Lian Hearn - Wrote a trilogy of asian-themed fantasy books that are wonderful. Again, very real, not over the top like all the forgotten realms stuff.

Kurt Vonnegut - The quintessential clever comedy/halfscifi/witty story-weaver. Vonnegut is a must read for anyone who likes reading.

Douglas Adams - The "hitchhiker's guide" is the funniest series ever written.

Already Mentioned - Frank Herbert, Neal Stephanson
Tasukii
Richard Matheson, father and son: their novels are really good, horror in a very good style, you always remember them, really, that so disturbing, so good...
Hikaru7
I forgot the author, but I like the novel Watership Down, quite interesting. And in my opinion, although quite repetive, Redwall series by Brian Jacques is quite good.
I have a strong dislike of Harry Potter, No offence to the fans. I have no interest in magical stuff and what not.
Dan Brown's Deception Point Is pretty good, although i haven't read DaVinci code yet.
EtherealDesert
Omg. The nasty snob roars now:

Borges, Calvino, Pyncho, DeLillo, Donne, Dostojevskij, Goethe, Eco, Dickens, Dante, Wordsworth (for now)
Olivia Wood
Joseph Heller - Catch-22 (which you must read), God Knows

Stanislaw Lem (Yay, Derleth!) - He's a classic Polish scifi writer, he wrote the Pilot Pirx series, Solaris, uh... a whole bunch of short stories, etc. http://www.lem.pl/

Robert Cormier - The Chocolate War, I am the Cheese, Fade - some of his work can get a bit cheesy in a surreal, melodramatic kind of way (which I find funny Wink ), and he isn't the most diverse of writers, but he's still pretty entertaining. I especially liked his Tenderness.

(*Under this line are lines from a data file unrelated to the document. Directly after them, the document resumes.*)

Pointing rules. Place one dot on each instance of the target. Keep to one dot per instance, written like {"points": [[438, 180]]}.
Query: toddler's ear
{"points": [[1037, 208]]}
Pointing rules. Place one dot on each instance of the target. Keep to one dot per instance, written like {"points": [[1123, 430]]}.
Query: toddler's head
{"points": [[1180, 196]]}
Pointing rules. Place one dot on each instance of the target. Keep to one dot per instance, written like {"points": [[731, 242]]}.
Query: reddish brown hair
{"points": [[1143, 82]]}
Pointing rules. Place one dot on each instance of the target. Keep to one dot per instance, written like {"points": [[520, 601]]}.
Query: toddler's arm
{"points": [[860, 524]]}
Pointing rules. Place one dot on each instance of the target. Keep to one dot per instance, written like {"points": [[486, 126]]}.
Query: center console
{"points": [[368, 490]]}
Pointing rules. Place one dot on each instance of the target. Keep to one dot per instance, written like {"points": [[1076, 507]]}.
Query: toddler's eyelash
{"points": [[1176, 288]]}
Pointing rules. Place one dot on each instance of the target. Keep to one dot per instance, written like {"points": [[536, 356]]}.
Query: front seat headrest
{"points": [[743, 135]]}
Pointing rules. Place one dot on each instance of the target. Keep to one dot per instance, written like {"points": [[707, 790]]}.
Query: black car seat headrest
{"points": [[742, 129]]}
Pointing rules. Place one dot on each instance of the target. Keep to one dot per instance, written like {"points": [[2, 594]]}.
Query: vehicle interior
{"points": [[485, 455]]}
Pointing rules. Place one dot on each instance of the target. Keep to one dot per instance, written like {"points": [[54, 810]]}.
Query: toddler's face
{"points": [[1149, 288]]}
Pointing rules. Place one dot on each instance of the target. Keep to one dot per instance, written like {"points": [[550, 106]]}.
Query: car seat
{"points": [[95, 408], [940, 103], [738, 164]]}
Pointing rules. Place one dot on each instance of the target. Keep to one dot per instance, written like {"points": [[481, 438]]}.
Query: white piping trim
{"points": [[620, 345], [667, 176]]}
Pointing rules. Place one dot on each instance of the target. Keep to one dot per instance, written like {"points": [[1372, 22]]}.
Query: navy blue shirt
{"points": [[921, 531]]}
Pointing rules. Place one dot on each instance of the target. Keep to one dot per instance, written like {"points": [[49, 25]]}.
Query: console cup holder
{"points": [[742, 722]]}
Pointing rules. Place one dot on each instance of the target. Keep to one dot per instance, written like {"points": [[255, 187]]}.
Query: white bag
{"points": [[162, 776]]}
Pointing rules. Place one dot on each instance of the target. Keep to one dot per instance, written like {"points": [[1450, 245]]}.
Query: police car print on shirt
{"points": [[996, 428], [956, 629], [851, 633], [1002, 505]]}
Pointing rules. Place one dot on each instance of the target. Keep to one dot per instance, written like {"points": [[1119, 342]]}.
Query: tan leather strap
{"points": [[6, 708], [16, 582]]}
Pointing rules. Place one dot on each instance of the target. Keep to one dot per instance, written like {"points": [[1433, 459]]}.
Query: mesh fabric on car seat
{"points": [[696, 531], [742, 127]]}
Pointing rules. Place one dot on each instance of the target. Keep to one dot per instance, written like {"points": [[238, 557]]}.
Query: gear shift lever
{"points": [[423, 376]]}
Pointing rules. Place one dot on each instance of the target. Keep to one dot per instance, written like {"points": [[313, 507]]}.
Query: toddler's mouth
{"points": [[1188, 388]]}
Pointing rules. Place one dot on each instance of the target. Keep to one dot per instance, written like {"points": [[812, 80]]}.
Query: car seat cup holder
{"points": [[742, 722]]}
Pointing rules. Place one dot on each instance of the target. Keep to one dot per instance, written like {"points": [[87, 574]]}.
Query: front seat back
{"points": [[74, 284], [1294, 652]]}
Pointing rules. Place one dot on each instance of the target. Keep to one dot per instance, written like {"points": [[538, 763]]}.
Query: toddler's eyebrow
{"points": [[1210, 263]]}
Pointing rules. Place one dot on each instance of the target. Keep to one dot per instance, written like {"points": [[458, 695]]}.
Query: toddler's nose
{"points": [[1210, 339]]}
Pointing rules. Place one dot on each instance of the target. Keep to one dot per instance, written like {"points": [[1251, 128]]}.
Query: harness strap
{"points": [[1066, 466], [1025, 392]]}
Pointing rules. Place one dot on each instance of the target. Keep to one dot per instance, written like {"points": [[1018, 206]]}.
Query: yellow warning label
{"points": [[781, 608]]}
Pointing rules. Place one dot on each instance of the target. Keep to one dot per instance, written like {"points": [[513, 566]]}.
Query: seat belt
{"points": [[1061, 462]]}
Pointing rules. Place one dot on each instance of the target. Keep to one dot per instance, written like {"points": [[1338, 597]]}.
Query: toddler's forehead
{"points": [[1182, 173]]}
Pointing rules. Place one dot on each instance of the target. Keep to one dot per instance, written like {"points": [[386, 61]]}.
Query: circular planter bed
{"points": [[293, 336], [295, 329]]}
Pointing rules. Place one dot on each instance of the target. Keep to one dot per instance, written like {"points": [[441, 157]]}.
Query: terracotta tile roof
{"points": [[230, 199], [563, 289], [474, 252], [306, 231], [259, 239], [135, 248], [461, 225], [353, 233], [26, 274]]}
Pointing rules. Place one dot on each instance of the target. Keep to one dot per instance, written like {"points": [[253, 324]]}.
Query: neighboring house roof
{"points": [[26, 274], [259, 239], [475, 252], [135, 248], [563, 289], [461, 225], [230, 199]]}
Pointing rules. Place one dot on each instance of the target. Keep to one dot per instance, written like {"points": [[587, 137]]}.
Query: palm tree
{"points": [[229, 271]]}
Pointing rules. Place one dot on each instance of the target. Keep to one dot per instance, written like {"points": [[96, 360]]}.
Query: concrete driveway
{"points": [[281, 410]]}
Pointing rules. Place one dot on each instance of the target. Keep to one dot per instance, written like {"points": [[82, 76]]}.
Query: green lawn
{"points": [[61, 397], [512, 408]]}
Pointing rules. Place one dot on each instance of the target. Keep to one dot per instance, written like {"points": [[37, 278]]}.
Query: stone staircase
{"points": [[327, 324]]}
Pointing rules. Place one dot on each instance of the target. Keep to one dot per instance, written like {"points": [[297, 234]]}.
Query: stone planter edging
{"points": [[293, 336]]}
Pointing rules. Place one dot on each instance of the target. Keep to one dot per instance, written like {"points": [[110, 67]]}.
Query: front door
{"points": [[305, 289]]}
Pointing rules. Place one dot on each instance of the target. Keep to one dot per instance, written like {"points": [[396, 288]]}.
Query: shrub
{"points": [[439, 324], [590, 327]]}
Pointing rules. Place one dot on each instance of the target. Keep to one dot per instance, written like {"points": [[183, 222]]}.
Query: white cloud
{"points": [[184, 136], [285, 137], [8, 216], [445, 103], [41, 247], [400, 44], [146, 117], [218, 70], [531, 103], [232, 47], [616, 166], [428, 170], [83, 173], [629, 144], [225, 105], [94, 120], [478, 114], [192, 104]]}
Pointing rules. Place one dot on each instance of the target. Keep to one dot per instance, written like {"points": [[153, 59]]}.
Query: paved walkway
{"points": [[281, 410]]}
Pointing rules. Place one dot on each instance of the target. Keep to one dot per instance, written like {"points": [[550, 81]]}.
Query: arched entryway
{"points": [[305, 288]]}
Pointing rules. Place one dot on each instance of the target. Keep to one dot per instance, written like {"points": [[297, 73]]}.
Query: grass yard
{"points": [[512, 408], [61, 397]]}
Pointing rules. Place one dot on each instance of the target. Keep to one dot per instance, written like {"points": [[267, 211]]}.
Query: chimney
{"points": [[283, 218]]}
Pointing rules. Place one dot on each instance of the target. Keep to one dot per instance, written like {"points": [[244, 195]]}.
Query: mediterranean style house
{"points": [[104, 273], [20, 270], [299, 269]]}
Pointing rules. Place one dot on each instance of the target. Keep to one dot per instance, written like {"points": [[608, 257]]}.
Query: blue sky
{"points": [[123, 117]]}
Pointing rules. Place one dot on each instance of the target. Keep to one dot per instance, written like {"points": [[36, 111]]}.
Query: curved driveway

Douglas Adams - The Hitchhiker's Guide to the Galaxy series, but I actually liked Dirk Gently's Holistic Detective Agency more.
splitunion
In my personal opinion, Celeste De Blasis is amoung the best authors of her time. She wrote the Wild Swan triology which includes Wild Swan, Swan's Chance, and Season of Swans. The storyline does not revolve around swans, but the titles do fit into the story. She's a high quality writer whose work is loved by young and old alike.
HimuraKiyone
LeviticusMky wrote:
Neil Gaiman - A modern fantasy writer, his novels are so real that it doesn't feel like fantasy. He writes mosly modern day, but he's got a couple of books out that are more ancient-setting novels. If you want a great weekend read, get "American Gods"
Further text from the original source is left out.